Alteon WebSystems Incorporated
- Industry: Computer networking
- Founded: 1996; 30 years ago
- Fate: Acquired by Nortel in 2000 Acquired by Radware in 2009
- Headquarters: San Jose, California, United States
- Products: Network switches Network interface controllers
- Parent: Radware
- Website: www.radware.com/products/alteon

= Alteon WebSystems =

Computer network hardware company

Logo of Alteon Networks, Inc.

Logo of AlteonWebSystems

Alteon WebSystems (originally Alteon Networks, Inc.) is a division of Radware that produces application delivery controllers.
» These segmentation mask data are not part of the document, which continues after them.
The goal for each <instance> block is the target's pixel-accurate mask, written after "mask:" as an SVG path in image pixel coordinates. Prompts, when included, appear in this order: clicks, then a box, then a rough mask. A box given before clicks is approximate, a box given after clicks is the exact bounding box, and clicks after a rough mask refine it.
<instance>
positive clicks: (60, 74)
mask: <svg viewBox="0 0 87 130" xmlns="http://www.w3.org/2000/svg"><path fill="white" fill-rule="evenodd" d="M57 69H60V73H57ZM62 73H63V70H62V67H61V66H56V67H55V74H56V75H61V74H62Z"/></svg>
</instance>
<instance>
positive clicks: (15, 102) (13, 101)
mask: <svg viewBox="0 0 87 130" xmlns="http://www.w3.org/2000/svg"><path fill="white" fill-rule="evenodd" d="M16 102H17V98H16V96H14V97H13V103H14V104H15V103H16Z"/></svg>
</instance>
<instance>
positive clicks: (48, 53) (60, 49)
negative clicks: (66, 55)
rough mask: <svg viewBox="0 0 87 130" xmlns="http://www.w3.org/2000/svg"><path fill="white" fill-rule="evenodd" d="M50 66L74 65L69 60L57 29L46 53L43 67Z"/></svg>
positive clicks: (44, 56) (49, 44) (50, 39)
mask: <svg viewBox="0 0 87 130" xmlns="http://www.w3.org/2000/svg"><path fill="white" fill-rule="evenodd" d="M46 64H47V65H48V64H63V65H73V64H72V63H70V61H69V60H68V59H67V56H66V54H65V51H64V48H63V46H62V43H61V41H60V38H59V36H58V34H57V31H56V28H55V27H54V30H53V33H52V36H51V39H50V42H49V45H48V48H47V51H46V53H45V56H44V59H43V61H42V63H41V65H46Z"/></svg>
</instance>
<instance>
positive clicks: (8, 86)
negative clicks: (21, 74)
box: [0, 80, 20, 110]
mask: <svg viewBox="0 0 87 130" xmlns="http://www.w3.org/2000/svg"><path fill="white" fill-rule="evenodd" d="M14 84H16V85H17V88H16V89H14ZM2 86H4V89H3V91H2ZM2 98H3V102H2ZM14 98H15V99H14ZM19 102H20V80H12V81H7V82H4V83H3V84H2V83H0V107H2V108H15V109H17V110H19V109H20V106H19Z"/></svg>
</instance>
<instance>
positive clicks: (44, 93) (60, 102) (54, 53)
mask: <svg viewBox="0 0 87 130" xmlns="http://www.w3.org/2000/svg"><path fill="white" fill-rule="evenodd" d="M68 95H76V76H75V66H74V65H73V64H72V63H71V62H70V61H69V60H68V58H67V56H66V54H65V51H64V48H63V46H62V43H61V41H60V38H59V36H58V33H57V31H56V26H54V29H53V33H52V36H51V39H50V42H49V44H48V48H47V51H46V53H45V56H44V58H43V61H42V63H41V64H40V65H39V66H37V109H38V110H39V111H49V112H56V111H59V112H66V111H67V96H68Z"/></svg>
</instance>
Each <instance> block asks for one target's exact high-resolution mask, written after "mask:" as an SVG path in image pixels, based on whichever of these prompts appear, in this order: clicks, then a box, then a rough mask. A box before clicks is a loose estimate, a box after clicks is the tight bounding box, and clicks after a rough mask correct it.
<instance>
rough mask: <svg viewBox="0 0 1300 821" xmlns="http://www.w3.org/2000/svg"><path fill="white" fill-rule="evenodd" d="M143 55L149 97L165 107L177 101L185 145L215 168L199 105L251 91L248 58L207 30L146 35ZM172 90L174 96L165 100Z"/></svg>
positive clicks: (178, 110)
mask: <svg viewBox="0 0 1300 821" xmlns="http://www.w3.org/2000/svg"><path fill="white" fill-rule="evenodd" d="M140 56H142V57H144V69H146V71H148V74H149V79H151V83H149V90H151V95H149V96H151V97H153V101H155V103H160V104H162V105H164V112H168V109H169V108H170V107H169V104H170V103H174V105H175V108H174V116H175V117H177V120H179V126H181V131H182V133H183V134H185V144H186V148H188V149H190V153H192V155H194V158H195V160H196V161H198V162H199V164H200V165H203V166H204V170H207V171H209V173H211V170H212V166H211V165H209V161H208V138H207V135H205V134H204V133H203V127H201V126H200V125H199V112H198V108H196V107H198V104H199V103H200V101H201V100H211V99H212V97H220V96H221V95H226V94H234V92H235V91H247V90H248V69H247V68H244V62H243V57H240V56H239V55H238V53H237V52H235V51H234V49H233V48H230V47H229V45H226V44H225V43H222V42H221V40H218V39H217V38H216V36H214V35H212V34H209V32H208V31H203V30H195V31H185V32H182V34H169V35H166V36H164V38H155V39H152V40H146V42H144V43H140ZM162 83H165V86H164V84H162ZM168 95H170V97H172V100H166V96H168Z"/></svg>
Alteon was acquired by Nortel Networks on October 4, 2000.
On February 22, 2009 Nortel Networks sold the Alteon application switching line to Radware.

==History==
Alteon Networks was founded in 1996 by Mark Bryers, John Hayes, Ted Schroeder and Wayne Hathaway. Initial venture capital investors were Matrix Partners and Sutter Hill Ventures. Dominic Orr became chief executive in October 1996.

Alteon introduced innovative products such as the ACEswitch 180, which was the first network switch to deliver Ethernet with selectable speed, 10/100 or 1000 Mbit/s, on every port via autonegotiation. Their ACEdirector Layer 4-7 switch was designed as an integrated services front-end and server load balancer. It also introduced Jumbo Frames (up to 9,000 bytes) with its ACEnic adapters, and supported by its switches.

In addition to server switches, Alteon produced the first network interface controller (NIC) in 1997 that used Gigabit Ethernet (demonstrated at the Networld + Interop trade show in September 1996).
Alteon's third generation Gigabit Ethernet NIC (code named "Tigon") became the basis for Broadcom's family of Ethernet controllers (series BCM570x) and has shipped over 60 million copies. It was used in low-cost adapters from vendors such as 3Com.

In July 2000, Nortel Networks announced it was buying Alteon for US$6 billion in stock. The deal had originally been announced with a value of $7.8 billion, but the stock market plummeted before the deal closed in October.
Nortel rolled the ACEDirector and ACESwitch products into its Personal Internet product line, but one year later sales had slowed down.
On February 22, 2009 Nortel Networks announced it would sell the Alteon application switching line to Radware, for $17.65 million.

In November 2013, Radware announced the Alteon NG, marketed as an application delivery controller.